Studies of this kind by C.K. Brain in South Africa have shown that bone fractures previously attributed to "killer man-apes" were in fact caused by the pressure of overlying rocks and earth in limestone caves. His research has also demonstrated that early hominins, for example australopithecines, were more likely preyed upon by carnivores rather than being hunters themselves, from cave sites such as Swartkrans in South Africa.

Outside of Africa Lewis Binford observed the effects of wolves and dogs on bones in Alaska and the American Southwest, differentiating the interference of humans and carnivores on bone remains by the number of bone splinters and the number of intact articular ends. He observed that animals gnaw and attack the articular ends first leaving mostly bone cylinders behind, therefore it can be assumed a deposit with a high number of bone cylinders and a low number of bones with articular ends intact is therefore probably the result of carnivore activity. In practice John Speth applied these criteria to the bones from the Garnsey site in New Mexico. The rarity of bone cylinders indicated that there had been minimal destruction by scavengers, and that the bone assemblage could be assumed to be wholly the result of human activity, butchering the animals for meat and marrow extraction.

One of the most important elements in this methodology is replication, to confirm the validity of results.

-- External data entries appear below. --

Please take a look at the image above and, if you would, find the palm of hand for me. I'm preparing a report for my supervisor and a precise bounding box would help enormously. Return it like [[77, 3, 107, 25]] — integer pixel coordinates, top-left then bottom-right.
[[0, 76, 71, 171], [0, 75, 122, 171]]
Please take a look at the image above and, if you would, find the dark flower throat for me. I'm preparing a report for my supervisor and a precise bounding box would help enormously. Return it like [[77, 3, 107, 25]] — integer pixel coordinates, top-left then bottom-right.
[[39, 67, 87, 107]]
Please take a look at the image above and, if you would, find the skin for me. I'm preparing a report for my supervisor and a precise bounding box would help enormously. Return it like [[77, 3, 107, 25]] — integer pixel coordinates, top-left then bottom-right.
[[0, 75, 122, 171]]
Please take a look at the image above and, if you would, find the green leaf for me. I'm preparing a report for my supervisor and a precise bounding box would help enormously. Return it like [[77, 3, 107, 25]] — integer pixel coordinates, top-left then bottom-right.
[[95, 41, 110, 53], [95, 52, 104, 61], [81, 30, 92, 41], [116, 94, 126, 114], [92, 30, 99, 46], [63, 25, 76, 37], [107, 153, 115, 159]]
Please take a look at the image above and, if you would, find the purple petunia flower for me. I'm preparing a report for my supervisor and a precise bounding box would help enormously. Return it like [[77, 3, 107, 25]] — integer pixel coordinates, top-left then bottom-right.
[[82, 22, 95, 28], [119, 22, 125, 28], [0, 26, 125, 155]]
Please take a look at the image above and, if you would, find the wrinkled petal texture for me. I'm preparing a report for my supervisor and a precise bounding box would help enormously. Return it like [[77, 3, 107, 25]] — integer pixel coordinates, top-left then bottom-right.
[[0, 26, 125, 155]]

There are limitations to this kind of taphonomic study in archaeological deposits as any analysis has to presume that processes in the past were the same as today, e.g that living carnivores behaved in a similar way to those in prehistoric times. There are wide variations among existing species so determining the behavioural patterns of extinct species is sometimes hard to justify. Moreover, the differences between faunal assemblages of animals and humans is not always so distinct, hyenas and humans display similar patterning in breakage and form similarly shaped fragments as the ways in which a bone can break are limited. Since large bones survive better than plants this also has created a bias and inclination towards big-game hunting rather than gathering when considering prehistoric economies.

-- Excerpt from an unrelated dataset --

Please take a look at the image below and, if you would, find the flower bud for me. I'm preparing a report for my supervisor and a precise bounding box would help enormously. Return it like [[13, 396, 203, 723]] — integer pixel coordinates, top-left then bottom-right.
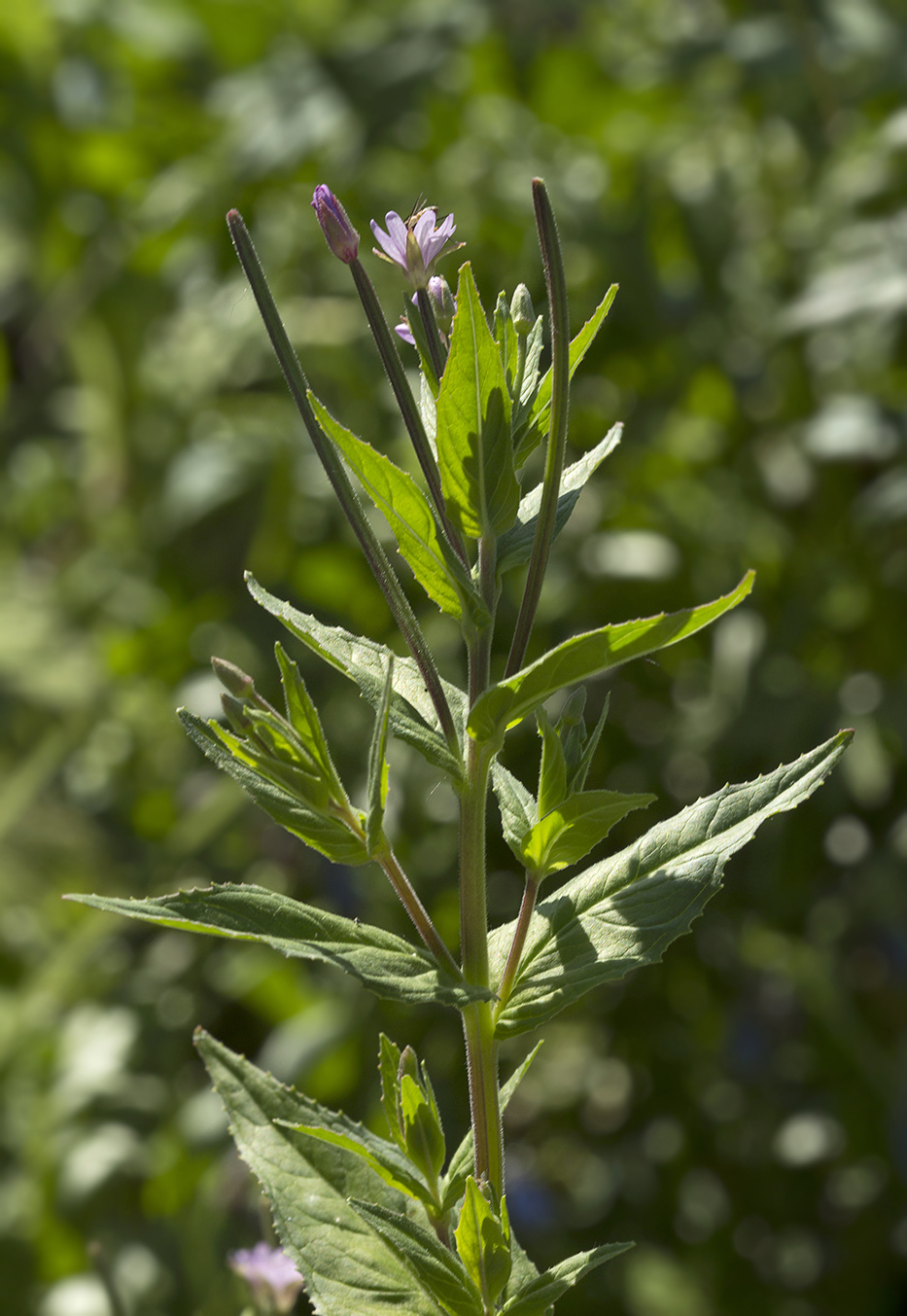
[[311, 183, 359, 265], [212, 658, 255, 698], [510, 283, 535, 338]]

While all of archaeology studies taphonomy to some extent, certain subfields deal with it more than others. These include zooarchaeology, geoarchaeology, and paleoethnobotany.

=== Microbial mats ===
Modern experiments have been conducted on post-mortem invertebrates and vertebrates to understand how microbial mats and microbial activity influence the formation of fossils and the preservation of soft tissues. In these studies, microbial mats entomb animal carcasses in a sarcophagus of microbes—the sarcophagus entombing the animal's carcass delays decay. Entombed carcasses were observed to be more intact than non-entombed counter-parts by years at a time. Microbial mats maintained and stabilized the articulation of the joints and the skeleton of post-mortem organisms, as seen in frog carcasses for up to 1080 days after coverage by the mats. The environment within the entombed carcasses is typically described as anoxic and acidic during the initial stage of decomposition. These conditions are perpetuated by the exhaustion of oxygen by aerobic bacteria within the carcass creating an environment ideal for the preservation of soft tissues, such as muscle tissue and brain tissue. The anoxic and acidic conditions created by that mats also inhibit the process of autolysis within the carcasses delaying decay even further. Endogenous gut bacteria have also been described to aid the preservation of invertebrate soft tissue by delaying decay and stabilizing soft tissue structures. Gut bacteria form pseudomorphs replicating the form of soft tissues within the animal. These pseudomorphs are possible explanation for the increased occurrence of preserved guts impression among invertebrates. In the later stages of the prolonged decomposition of the carcasses, the environment within the sarcophagus alters to more oxic and basic conditions promoting biomineralization and the precipitation of calcium carbonate.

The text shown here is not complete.